9.2.2.  When Not to Originate Inter-AS I-PMSI A-D Routes

   If, for a given MVPN and a given AS, all of the sites connected to
   the PEs within the AS are known a priori to have no multicast
   sources, then ASBRs of that AS MAY refrain from originating an Inter-
   AS I-PMSI A-D route for that MVPN at all.

9.2.3.  Propagating Inter-AS I-PMSI A-D Routes

   An Inter-AS I-PMSI A-D route for a given MVPN originated by an ASBR
   within a given AS is propagated via BGP to other ASes.

9.2.3.1.  Propagating Inter-AS I-PMSI A-D Routes - Overview

   Suppose that ASBR A installs an Inter-AS I-PMSI A-D route for MVPN V
   that originated at a particular AS, AS1.  The BGP Next Hop of that
   route becomes A's "upstream multicast hop" on a multicast
   distribution tree for V that is rooted at AS1.  When the Inter-AS
   I-PMSI A-D routes have been distributed to all the necessary ASes,
   they define a "reverse path" from any AS that supports MVPN V back to
   AS1.  For instance, if AS2 supports MVPN V, then there will be a
   reverse path for MVPN V from AS2 to AS1.  This path is a sequence of
   ASBRs, the first of which is in AS2, and the last of which is in AS1.
   Each ASBR in the sequence is the BGP Next Hop of the previous ASBR in
   the sequence on the given Inter-AS I-PMSI A-D route.

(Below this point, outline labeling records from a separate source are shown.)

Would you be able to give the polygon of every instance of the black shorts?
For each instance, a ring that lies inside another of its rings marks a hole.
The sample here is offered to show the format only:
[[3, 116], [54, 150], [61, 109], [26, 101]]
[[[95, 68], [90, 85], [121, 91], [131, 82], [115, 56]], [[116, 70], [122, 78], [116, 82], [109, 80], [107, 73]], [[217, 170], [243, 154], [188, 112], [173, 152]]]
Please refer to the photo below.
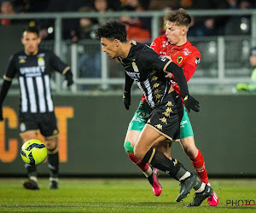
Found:
[[20, 132], [40, 130], [44, 137], [59, 134], [55, 112], [20, 113]]
[[166, 95], [148, 121], [160, 135], [172, 141], [180, 138], [180, 122], [183, 116], [181, 97], [176, 91]]

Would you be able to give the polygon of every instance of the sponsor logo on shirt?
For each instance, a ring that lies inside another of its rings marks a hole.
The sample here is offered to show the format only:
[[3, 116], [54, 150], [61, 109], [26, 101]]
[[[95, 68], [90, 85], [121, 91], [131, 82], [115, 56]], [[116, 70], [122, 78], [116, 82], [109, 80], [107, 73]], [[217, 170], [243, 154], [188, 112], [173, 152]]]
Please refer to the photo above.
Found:
[[19, 64], [24, 64], [24, 63], [26, 63], [26, 60], [25, 59], [20, 59]]
[[184, 48], [183, 49], [183, 54], [187, 56], [190, 54], [191, 52], [189, 50], [189, 49]]
[[42, 72], [44, 72], [45, 66], [29, 66], [29, 67], [20, 67], [20, 72], [21, 75], [26, 75], [26, 77], [37, 77], [41, 76]]
[[44, 59], [43, 57], [39, 57], [38, 59], [38, 66], [45, 66], [45, 62], [44, 62]]
[[165, 48], [165, 47], [166, 47], [166, 46], [168, 46], [168, 42], [166, 42], [166, 41], [162, 41], [162, 47]]
[[162, 55], [158, 56], [158, 58], [159, 58], [160, 60], [162, 60], [162, 61], [166, 61], [166, 59], [167, 59], [167, 58], [166, 58], [166, 57], [164, 57], [164, 56], [162, 56]]
[[183, 58], [182, 56], [177, 56], [176, 60], [177, 63], [181, 64], [181, 62], [183, 60]]
[[196, 57], [195, 63], [198, 65], [200, 61], [201, 61], [200, 58]]
[[125, 71], [126, 74], [128, 76], [130, 76], [132, 79], [139, 79], [141, 77], [140, 77], [140, 73], [139, 72], [127, 72]]

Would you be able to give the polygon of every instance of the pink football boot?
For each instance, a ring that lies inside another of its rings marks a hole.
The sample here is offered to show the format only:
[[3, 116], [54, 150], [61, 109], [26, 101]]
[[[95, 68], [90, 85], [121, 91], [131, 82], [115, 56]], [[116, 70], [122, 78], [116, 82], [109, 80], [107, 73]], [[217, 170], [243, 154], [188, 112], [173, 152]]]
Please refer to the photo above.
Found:
[[156, 168], [152, 168], [152, 169], [153, 169], [153, 184], [151, 183], [150, 184], [152, 186], [154, 194], [155, 196], [160, 196], [162, 193], [162, 187], [158, 181], [158, 169]]

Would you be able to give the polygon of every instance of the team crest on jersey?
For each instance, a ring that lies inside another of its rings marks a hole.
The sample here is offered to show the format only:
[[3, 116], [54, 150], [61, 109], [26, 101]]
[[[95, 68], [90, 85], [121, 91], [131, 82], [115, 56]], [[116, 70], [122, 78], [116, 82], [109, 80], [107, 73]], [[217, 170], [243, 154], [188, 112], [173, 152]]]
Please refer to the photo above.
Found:
[[132, 65], [132, 68], [133, 68], [134, 72], [139, 72], [139, 70], [137, 66], [137, 64], [134, 61], [131, 63], [131, 65]]
[[40, 66], [45, 66], [44, 59], [43, 57], [39, 57], [38, 59], [38, 64]]
[[20, 125], [20, 132], [24, 132], [26, 131], [26, 125], [24, 123], [21, 123]]
[[25, 59], [20, 59], [19, 64], [24, 64], [24, 63], [26, 63], [26, 60]]
[[162, 47], [165, 48], [165, 47], [166, 47], [166, 46], [168, 46], [168, 42], [163, 41], [163, 42], [162, 42]]
[[200, 63], [200, 58], [196, 57], [195, 63], [198, 65]]
[[154, 42], [151, 43], [150, 46], [151, 47], [154, 47], [155, 46], [155, 43]]
[[184, 48], [183, 49], [183, 54], [187, 56], [190, 54], [191, 52], [189, 50], [189, 49], [187, 48]]
[[177, 56], [177, 63], [181, 64], [183, 62], [183, 58], [182, 56]]

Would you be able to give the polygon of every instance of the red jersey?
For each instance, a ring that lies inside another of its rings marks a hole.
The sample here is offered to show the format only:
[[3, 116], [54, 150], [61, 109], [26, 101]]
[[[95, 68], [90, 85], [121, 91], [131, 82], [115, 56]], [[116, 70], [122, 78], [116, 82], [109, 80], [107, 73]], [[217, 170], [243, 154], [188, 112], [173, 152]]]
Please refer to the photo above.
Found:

   This reverse path information can be used to construct a
   unidirectional multicast distribution tree for MVPN V, containing all
   the ASes that support V, and having AS1 at the root.  We call such a
   tree an "inter-AS tree".  Multicast data originating in MVPN sites
   connected to PEs within a given AS will travel downstream along the
   tree, which is rooted at that AS.

   The path along an inter-AS tree is a sequence of ASBRs; it is still
   necessary to specify how the multicast data gets from a given ASBR to
   the set of ASBRs that are immediately downstream of the given ASBR
   along the tree.  This is done by creating "segments": ASBRs in
   adjacent ASes will be connected by inter-AS segments, ASBRs in the
   same AS will be connected by "intra-AS segments".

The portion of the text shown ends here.